The Third Way Filter
Who uses it: Leadership team member, AI program lead, or anyone evaluating an AI initiative.
When: Before any AI investment decision, pilot launch, or vendor selection.
How: For each proposed initiative, require written answers to four questions: (1) What specific problem does this solve, with measurable outcome? (2) What human capability does this augment? (3) How will we know if the augmentation worked? (4) What is the governance mechanism that enables safe use?

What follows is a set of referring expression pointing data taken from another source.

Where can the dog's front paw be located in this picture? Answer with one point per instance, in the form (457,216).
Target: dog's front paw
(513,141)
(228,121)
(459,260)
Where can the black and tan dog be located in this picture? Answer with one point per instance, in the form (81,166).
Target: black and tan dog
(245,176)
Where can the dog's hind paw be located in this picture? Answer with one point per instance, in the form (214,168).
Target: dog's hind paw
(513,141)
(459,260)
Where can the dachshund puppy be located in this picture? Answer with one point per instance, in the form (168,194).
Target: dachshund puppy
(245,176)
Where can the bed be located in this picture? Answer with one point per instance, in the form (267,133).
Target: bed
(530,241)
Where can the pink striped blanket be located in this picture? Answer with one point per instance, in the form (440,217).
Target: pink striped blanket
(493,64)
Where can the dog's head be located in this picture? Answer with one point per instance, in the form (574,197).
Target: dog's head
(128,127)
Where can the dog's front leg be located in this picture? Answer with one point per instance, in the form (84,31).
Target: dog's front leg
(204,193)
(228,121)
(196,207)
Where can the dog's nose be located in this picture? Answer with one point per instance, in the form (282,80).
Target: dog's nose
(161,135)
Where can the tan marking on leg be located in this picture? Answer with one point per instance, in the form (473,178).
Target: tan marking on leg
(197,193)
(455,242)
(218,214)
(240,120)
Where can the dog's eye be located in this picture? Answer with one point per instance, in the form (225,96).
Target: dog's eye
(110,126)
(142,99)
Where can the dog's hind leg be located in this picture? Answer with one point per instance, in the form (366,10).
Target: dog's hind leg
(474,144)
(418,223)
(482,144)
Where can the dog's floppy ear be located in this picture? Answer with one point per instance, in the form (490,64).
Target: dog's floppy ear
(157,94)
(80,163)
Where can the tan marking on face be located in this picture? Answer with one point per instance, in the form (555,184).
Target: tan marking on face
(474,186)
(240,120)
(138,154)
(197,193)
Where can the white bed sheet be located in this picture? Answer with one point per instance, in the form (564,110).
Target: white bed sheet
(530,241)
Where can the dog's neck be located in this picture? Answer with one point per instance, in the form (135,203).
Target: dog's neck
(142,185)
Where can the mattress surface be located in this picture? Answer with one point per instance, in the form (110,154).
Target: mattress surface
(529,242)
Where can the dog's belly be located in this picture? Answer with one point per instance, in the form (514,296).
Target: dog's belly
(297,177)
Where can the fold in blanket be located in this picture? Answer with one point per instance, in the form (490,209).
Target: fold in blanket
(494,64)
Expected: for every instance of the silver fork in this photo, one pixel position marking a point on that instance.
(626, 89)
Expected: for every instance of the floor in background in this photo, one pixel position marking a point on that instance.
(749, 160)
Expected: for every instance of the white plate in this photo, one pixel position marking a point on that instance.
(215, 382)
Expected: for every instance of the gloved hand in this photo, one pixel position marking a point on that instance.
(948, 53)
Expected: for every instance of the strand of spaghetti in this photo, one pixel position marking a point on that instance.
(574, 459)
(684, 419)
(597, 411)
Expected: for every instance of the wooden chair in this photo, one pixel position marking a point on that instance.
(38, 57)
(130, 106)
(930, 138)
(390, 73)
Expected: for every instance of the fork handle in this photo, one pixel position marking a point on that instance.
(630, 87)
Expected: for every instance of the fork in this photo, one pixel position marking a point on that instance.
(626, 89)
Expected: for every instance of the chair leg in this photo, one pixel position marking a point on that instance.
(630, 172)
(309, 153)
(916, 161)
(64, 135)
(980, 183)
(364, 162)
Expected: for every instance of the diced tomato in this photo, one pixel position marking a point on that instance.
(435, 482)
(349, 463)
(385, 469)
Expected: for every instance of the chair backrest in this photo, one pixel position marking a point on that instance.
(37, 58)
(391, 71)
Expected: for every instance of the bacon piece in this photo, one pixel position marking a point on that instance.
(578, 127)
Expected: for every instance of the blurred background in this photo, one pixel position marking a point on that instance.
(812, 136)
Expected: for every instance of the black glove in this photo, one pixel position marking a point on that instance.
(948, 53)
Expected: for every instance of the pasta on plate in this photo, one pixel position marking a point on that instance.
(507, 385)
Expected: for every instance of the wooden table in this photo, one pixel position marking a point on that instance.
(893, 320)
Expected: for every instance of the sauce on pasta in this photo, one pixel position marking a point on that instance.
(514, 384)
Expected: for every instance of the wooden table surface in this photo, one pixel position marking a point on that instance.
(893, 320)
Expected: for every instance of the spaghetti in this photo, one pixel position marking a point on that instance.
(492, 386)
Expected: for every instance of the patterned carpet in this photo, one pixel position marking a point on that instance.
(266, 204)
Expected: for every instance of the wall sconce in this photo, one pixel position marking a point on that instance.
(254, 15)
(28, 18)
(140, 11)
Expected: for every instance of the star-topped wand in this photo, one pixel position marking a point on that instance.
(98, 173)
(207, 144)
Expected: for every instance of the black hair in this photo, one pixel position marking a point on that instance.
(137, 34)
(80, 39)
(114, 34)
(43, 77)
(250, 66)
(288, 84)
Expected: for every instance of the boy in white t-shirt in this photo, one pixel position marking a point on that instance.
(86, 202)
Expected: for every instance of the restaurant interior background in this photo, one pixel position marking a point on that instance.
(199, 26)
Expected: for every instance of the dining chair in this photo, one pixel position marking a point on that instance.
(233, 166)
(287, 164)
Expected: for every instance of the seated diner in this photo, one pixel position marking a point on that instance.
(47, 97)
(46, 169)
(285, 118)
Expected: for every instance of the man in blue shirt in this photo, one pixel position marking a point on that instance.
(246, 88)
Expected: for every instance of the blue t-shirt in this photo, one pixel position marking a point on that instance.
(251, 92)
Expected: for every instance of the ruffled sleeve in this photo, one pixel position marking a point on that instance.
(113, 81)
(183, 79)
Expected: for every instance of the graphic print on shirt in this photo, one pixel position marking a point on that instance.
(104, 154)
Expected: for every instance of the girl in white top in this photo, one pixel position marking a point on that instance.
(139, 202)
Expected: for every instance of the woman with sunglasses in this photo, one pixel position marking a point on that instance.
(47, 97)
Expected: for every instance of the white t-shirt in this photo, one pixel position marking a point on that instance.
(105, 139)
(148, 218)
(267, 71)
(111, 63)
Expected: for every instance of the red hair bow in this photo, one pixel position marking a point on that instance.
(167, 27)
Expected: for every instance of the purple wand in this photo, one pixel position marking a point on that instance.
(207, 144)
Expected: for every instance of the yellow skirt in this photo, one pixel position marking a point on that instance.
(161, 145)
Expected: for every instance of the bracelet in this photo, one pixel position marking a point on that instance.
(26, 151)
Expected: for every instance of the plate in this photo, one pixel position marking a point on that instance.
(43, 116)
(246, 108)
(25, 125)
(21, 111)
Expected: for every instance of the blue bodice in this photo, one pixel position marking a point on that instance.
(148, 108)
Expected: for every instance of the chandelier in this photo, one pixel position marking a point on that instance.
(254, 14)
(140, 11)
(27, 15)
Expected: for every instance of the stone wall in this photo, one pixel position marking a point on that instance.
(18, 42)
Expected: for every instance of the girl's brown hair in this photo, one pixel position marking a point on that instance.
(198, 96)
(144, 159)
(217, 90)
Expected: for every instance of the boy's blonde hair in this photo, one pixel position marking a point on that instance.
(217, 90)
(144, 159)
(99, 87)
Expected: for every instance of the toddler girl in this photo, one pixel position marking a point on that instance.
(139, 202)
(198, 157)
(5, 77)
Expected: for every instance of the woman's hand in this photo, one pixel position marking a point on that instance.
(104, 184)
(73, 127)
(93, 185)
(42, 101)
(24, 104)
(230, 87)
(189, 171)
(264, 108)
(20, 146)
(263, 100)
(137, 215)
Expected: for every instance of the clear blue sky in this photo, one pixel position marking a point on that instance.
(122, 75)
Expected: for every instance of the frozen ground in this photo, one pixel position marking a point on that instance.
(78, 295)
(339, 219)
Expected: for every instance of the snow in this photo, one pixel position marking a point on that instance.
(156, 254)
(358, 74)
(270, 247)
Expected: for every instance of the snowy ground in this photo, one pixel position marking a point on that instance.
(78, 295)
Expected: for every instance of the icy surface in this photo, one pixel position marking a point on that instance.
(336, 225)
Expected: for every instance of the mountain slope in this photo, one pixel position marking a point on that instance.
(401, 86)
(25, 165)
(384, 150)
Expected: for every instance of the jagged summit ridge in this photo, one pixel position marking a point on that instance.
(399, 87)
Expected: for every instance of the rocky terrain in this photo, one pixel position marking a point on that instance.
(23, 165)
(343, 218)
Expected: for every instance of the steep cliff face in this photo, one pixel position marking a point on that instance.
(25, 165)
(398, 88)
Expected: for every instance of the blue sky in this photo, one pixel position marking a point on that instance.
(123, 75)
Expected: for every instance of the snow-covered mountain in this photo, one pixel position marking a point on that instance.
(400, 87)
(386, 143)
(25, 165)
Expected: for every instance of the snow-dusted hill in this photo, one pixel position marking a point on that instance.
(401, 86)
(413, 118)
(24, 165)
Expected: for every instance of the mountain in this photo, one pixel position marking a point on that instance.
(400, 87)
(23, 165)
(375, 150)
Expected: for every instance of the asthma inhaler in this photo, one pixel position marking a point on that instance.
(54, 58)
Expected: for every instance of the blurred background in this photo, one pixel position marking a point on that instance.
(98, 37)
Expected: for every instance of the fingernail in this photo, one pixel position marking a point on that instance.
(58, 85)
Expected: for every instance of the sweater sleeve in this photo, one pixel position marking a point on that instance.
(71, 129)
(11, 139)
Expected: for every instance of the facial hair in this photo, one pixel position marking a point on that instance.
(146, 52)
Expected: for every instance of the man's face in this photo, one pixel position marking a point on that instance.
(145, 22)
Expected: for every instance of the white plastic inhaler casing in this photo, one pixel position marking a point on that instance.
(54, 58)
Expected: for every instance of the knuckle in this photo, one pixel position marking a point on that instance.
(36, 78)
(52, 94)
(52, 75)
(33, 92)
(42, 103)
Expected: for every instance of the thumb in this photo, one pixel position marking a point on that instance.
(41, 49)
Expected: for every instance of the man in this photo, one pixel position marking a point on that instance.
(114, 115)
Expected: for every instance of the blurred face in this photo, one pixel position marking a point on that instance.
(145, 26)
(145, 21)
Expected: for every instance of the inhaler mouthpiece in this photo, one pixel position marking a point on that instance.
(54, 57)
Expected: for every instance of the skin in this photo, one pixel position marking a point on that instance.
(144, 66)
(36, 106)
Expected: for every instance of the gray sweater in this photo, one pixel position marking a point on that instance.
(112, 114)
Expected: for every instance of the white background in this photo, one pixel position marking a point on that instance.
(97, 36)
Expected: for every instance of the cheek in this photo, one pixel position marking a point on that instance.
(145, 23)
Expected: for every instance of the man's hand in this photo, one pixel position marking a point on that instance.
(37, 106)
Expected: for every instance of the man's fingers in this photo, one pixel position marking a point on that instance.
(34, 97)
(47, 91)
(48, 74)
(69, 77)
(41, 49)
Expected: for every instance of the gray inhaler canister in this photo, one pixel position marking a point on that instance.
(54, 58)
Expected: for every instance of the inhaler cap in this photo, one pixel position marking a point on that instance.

Output: A one-page summary for each initiative that can be reviewed in five minutes and compared across initiatives.
How to know it worked: Initiatives that cannot answer all four questions get flagged for further work rather than approved or rejected outright. The conversation shifts from enthusiasm versus caution to evidence versus gaps.
The Strongest Objection
The strongest objection to the Third Way is that it sounds like fence-sitting. In a world where AI capabilities are advancing rapidly, perhaps decisive action in one direction is better than measured consideration. Perhaps the hype camp is right that early movers will capture value that cautious organisations miss. Perhaps the doom camp is right that the risks are so severe that caution is the only responsible posture.
This objection has validity. Measured consideration can become an excuse for inaction. Balance can become paralysis by another name.
But the evidence does not support either extreme as a viable long-term strategy. Organisations that rush to adopt without readiness create expensive failures. Organisations that refuse to engage create capability gaps that competitors exploit. The Third Way is not fence-sitting. It is the recognition that sustainable advantage comes from building capability rather than chasing or avoiding narratives.
Key Takeaways
If your AI strategy is driven by either hype or doom, you will make decisions optimised for narratives rather than outcomes.
The organisations that win in the long run will be those who redesign work around the human core.
The Third Way is not a compromise. It is a fundamentally different posture that starts from different premises.
Capability debt compounds. Every quarter you avoid engagement, the gap between your current capacity and market requirements grows.
What the Evidence Shows
What we know
AI adoption accounts for only a small percentage of work tasks even among early adopters. Widespread diffusion takes years.
Business leaders report fearing competitive lag more than AI risks, economic recession, or regulatory change.
Talent increasingly considers AI strategy when evaluating employers. Nearly half would consider leaving a company that lags significantly.
What we do not know yet
The precise timeline for AI capability development in different domains.
The long-term effects on labour markets across different skill levels and geographies.
What I have observed in organisations
The most successful AI implementations pair technical investment with explicit human capability development.
Governance quality correlates more strongly with outcomes than governance quantity.
Organisations that can articulate their AI posture clearly make better and faster decisions than those who cannot.
The Question That Remains
Your organisation will make AI decisions this quarter. Some will be explicit, debated in leadership meetings. Others will be implicit, made by teams and individuals responding to the tools and pressures in front of them.
The question is not whether you will engage with AI. The question is whether your engagement will be shaped by the narratives that happen to be loudest this week, or by a deliberate posture that you have chosen and can defend.
The Third Way is available. The only barrier is the discipline to hold it.